Three Bids. There is no statute requiring three bids whenever a board authorizes projects. However, good business practice requires bidding for large projects. The threshold amount for seeking bids will depend on the association's budget. Associations with a $5 million annual budget will have a higher threshold before going out to bid than will associations with a $50,000 budget.
Small Projects. Boards will have difficulty obtaining bids for small repairs. Many contractors will not waste time preparing written proposals for a $500 repair. For routine plumbing repairs, most boards call a plumber familiar with the development and pay him as needed to repair leaks. This is an acceptable business practice.
Large Projects. When it comes to large projects, such as replacing a roof, painting buildings, paving streets, etc, bidding is a good business practice. If a board receives a single bid of $220,000 to paint buildings, it is impossible to determine the fairness of the proposal without competing bids. If the next two bids (from licensed and insured companies) come in at $160,000 and $152,000, the board will know that the first bid is too high.
Large Variances. Ideally, bids should be within 10% of each other. If there are significant variances, one of the bidders has made a mistake and improperly bid the project or is intentionally misbidding it. An unusually low bid may be undercutting legitimate bids and plans to substitute inferior materials or make up the difference with change orders. Boards need to investigate any large variances that may exist before making a decision.
Low Bid. Boards are not required to accept the lowest bid. The lowest bid is not always the best bid. The company may be small and inexperienced and may be operating on a shoestring budget with low levels of insurance, limited equipment, and minimal staffing. If someone quits or equipment fails, your project may suffer. With a more established company, the chances are better that the work will be done on time and within budget.
Specifications. A critical factor for bidding projects is the preparation of specifications. It will be impossible to properly compare bids if companies are not bidding the same work. For a large painting project, are all bidders power-washing the exterior? Are they filling cracks and caulking around window frames? Are they using the same quality paint and applying it to the same thickness? To compare apples to apples, have a consultant prepare the specifications. Only then can boards truly compare bids. See Request for Proposal.
Sealed Bids. Boards should use a sealed bid policy when soliciting bids. Boards are allowed to review and discuss bids in executive session but may, if they choose, review and vote on them in open session.

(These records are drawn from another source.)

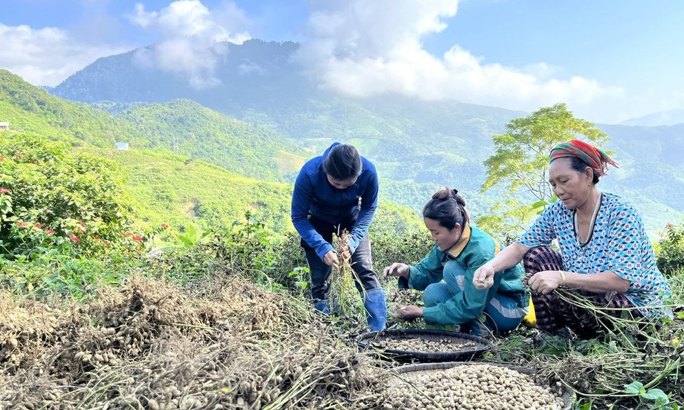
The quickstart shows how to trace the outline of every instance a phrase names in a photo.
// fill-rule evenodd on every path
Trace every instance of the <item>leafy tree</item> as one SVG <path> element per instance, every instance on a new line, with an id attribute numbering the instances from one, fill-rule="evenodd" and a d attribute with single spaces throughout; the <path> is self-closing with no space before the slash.
<path id="1" fill-rule="evenodd" d="M 505 129 L 505 134 L 492 137 L 494 154 L 485 161 L 487 179 L 481 188 L 484 192 L 496 187 L 506 194 L 492 209 L 496 215 L 478 220 L 492 232 L 521 229 L 553 200 L 547 174 L 554 147 L 574 139 L 598 146 L 608 140 L 592 123 L 575 118 L 565 103 L 513 119 Z"/>

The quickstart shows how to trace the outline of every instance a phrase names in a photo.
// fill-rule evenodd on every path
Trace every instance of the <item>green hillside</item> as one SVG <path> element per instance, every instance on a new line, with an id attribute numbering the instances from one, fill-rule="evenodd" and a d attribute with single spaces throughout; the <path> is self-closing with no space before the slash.
<path id="1" fill-rule="evenodd" d="M 0 71 L 0 121 L 10 121 L 12 129 L 0 138 L 39 135 L 111 160 L 121 167 L 127 194 L 150 226 L 226 229 L 249 212 L 270 229 L 293 230 L 292 185 L 282 181 L 312 154 L 272 131 L 187 100 L 134 105 L 114 117 L 51 96 L 7 71 Z M 117 141 L 130 142 L 131 149 L 112 149 Z M 414 192 L 402 192 L 410 194 L 393 202 L 416 200 Z M 381 232 L 422 225 L 408 208 L 387 203 L 377 221 Z"/>

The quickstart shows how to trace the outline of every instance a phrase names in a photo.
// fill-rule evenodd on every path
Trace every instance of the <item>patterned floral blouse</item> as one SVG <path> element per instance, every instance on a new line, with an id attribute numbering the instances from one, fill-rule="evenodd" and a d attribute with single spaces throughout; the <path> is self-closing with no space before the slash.
<path id="1" fill-rule="evenodd" d="M 548 246 L 557 239 L 565 270 L 590 274 L 615 272 L 631 283 L 625 296 L 634 306 L 665 303 L 671 295 L 670 285 L 658 270 L 641 218 L 629 202 L 617 195 L 603 193 L 593 232 L 584 245 L 575 234 L 574 216 L 574 211 L 558 201 L 542 213 L 518 243 L 532 248 Z M 666 311 L 641 311 L 647 316 L 660 316 Z"/>

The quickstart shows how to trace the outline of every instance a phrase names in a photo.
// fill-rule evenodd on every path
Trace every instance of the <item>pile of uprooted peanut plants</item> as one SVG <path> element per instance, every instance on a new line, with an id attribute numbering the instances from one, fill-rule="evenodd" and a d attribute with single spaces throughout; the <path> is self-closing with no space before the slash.
<path id="1" fill-rule="evenodd" d="M 372 409 L 381 371 L 237 277 L 132 277 L 87 304 L 0 294 L 0 409 Z"/>

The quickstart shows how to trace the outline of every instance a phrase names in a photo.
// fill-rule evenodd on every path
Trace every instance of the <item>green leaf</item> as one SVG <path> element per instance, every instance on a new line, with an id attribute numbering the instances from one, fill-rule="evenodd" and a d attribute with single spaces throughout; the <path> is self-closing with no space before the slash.
<path id="1" fill-rule="evenodd" d="M 643 383 L 634 381 L 629 385 L 625 385 L 625 391 L 630 394 L 639 394 L 643 390 Z"/>
<path id="2" fill-rule="evenodd" d="M 642 393 L 641 395 L 642 398 L 645 398 L 648 400 L 665 400 L 665 403 L 670 401 L 670 398 L 665 393 L 664 391 L 660 389 L 649 389 L 648 391 L 646 393 Z"/>

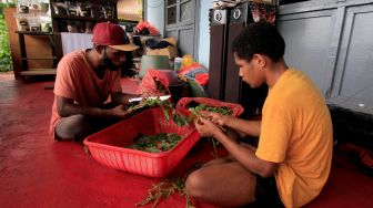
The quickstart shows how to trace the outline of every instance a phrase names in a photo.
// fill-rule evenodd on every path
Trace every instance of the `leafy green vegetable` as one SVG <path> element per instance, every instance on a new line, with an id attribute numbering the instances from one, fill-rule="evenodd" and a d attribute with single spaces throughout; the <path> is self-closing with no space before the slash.
<path id="1" fill-rule="evenodd" d="M 128 146 L 128 148 L 148 153 L 161 153 L 173 148 L 180 141 L 181 137 L 173 133 L 161 133 L 152 136 L 139 135 L 134 138 L 134 144 Z"/>
<path id="2" fill-rule="evenodd" d="M 139 104 L 130 106 L 127 111 L 135 111 L 140 110 L 143 107 L 152 107 L 152 106 L 160 106 L 163 111 L 163 115 L 167 121 L 170 121 L 170 113 L 172 114 L 172 119 L 178 126 L 185 126 L 189 124 L 188 117 L 185 117 L 183 114 L 178 112 L 174 108 L 174 105 L 169 102 L 169 101 L 161 101 L 159 97 L 158 98 L 145 98 L 142 100 Z"/>

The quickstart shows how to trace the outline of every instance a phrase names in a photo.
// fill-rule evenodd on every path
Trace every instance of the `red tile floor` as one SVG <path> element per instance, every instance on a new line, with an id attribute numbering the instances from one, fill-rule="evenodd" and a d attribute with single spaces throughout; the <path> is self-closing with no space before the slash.
<path id="1" fill-rule="evenodd" d="M 134 207 L 159 179 L 102 166 L 81 144 L 54 142 L 48 135 L 52 84 L 0 75 L 0 206 Z M 171 175 L 210 158 L 210 153 L 209 144 L 200 141 Z M 324 190 L 306 207 L 373 207 L 372 193 L 372 178 L 333 164 Z M 185 200 L 172 195 L 158 207 L 185 207 Z"/>

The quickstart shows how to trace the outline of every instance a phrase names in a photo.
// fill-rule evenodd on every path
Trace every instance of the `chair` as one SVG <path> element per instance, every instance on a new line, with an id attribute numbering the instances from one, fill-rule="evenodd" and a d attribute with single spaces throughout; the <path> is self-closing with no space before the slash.
<path id="1" fill-rule="evenodd" d="M 139 77 L 142 79 L 149 69 L 170 70 L 170 61 L 167 55 L 142 55 L 140 63 Z"/>

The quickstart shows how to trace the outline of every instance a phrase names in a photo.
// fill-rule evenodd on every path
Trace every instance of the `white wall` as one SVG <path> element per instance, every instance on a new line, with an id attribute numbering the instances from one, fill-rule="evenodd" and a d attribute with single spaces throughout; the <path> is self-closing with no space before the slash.
<path id="1" fill-rule="evenodd" d="M 205 67 L 209 67 L 210 61 L 209 9 L 211 6 L 212 0 L 201 0 L 199 62 Z"/>
<path id="2" fill-rule="evenodd" d="M 164 1 L 165 0 L 145 1 L 145 20 L 155 27 L 162 37 L 164 34 Z"/>
<path id="3" fill-rule="evenodd" d="M 210 29 L 209 29 L 209 9 L 213 0 L 200 0 L 200 39 L 198 61 L 209 67 L 210 58 Z M 164 34 L 164 0 L 147 0 L 145 19 Z"/>

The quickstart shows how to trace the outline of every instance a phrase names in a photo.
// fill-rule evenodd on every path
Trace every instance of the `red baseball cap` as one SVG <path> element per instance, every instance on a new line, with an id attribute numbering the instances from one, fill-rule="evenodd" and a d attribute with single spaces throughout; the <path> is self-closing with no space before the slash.
<path id="1" fill-rule="evenodd" d="M 93 28 L 92 42 L 99 45 L 107 45 L 121 51 L 134 51 L 138 45 L 131 44 L 124 30 L 111 22 L 100 22 Z"/>

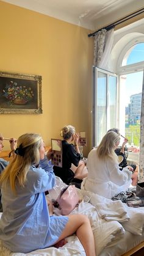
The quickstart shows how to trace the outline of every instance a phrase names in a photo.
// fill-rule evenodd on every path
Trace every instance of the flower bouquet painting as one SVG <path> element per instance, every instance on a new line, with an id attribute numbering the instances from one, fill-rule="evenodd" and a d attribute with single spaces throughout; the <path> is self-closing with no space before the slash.
<path id="1" fill-rule="evenodd" d="M 24 105 L 34 99 L 34 93 L 31 87 L 18 86 L 17 82 L 10 81 L 3 89 L 3 97 L 12 104 Z"/>
<path id="2" fill-rule="evenodd" d="M 41 114 L 41 76 L 0 71 L 0 114 Z"/>

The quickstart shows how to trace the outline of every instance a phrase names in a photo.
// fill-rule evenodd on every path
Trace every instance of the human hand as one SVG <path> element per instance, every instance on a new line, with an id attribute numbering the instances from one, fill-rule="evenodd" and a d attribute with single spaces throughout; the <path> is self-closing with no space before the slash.
<path id="1" fill-rule="evenodd" d="M 52 150 L 52 148 L 50 148 L 48 150 L 48 152 L 46 153 L 46 157 L 48 160 L 50 160 L 50 159 L 51 159 L 51 156 L 53 153 L 54 153 L 54 150 Z"/>
<path id="2" fill-rule="evenodd" d="M 79 133 L 75 133 L 74 136 L 74 145 L 77 145 L 78 144 L 79 138 Z"/>
<path id="3" fill-rule="evenodd" d="M 131 172 L 134 171 L 134 168 L 131 166 L 127 166 L 126 167 L 129 169 L 129 170 L 131 170 Z"/>
<path id="4" fill-rule="evenodd" d="M 125 145 L 128 143 L 128 139 L 125 139 L 124 140 L 124 142 L 123 142 L 121 147 L 124 147 Z"/>
<path id="5" fill-rule="evenodd" d="M 2 136 L 0 137 L 0 141 L 4 141 L 4 137 L 2 137 Z"/>
<path id="6" fill-rule="evenodd" d="M 10 148 L 11 148 L 12 152 L 12 151 L 15 150 L 17 140 L 16 140 L 16 139 L 15 139 L 14 137 L 12 137 L 12 138 L 10 139 L 9 142 L 10 142 Z"/>

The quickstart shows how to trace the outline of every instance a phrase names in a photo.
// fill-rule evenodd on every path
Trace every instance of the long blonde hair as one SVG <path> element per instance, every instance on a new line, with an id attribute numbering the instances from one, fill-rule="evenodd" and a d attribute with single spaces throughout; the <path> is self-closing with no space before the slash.
<path id="1" fill-rule="evenodd" d="M 120 141 L 120 138 L 117 133 L 109 131 L 103 137 L 100 144 L 96 150 L 99 158 L 109 158 L 118 163 L 118 158 L 115 153 L 116 143 Z"/>
<path id="2" fill-rule="evenodd" d="M 41 137 L 37 134 L 26 133 L 18 139 L 16 155 L 0 177 L 0 185 L 6 185 L 9 181 L 12 191 L 16 192 L 16 186 L 24 186 L 30 166 L 40 161 L 39 148 Z"/>

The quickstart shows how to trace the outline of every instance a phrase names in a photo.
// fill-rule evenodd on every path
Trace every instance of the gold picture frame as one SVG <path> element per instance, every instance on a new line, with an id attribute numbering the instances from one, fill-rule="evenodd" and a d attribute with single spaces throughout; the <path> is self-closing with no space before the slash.
<path id="1" fill-rule="evenodd" d="M 42 114 L 41 79 L 0 71 L 0 114 Z"/>

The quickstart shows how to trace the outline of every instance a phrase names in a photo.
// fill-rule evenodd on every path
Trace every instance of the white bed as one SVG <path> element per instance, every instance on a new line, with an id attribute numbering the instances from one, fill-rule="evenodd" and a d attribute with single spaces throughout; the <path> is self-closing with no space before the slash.
<path id="1" fill-rule="evenodd" d="M 46 196 L 50 199 L 56 199 L 60 189 L 65 186 L 58 177 L 56 183 L 55 188 Z M 94 233 L 97 255 L 120 256 L 144 241 L 144 207 L 133 208 L 121 201 L 112 201 L 78 189 L 77 192 L 82 200 L 71 214 L 82 213 L 88 216 Z M 108 214 L 105 216 L 106 213 Z M 59 215 L 60 212 L 55 208 L 54 213 Z M 67 240 L 68 243 L 62 247 L 51 247 L 26 254 L 11 252 L 0 241 L 0 255 L 85 256 L 84 248 L 75 235 Z"/>

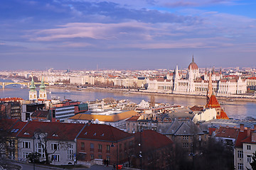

Sample Policy. Boards should consider adopting a policy related to bidding. Following is a sample:
Management shall obtain three bids for all work over $_______. Contracts will not necessarily be awarded to the lowest bidder--contracts will be awarded to the best bidder as determined by the board. The requirement for three bids may be waived depending on the circumstances, i.e., whether the work is an emergency, the association has a long-standing relationship with a particular vendor who is especially knowledgeable about the building, changing vendors would disrupt existing warranties, and/or other vendors are not be willing to bid on the project.
Frequency of Bids. If an association already has a good company providing good services, the board is not obligated to force it to annually re-bid their services. This includes companies such as landscapers, elevator companies, management companies, security services, etc. Forcing them into an annual bidding cycle can lead them to view their relationship with the association as a short-term commitment rather than one into which they should invest time and energy. Annual re-bidding will also cause competitors to stop preparing and submitting proposals. They will view the annual dance as an exercise in futility.
If a company has been providing valuable services and has not exceeded CPI increases, the company could be in place for many years without going through a formal re-bidding process. Instead, management can spot-check industry pricing by making phone calls. Even if the board were to request new landscape bids on a 5-year cycle, it does not mean the board should switch companies if one came in with a lower bid. Switching to a cheaper company could result in lower-quality service. If the existing vendor is not the lowest bid but is competitive, the association benefits from continuity of relationship with a known entity providing reliable services--one that is already familiar with the association's policies and procedures.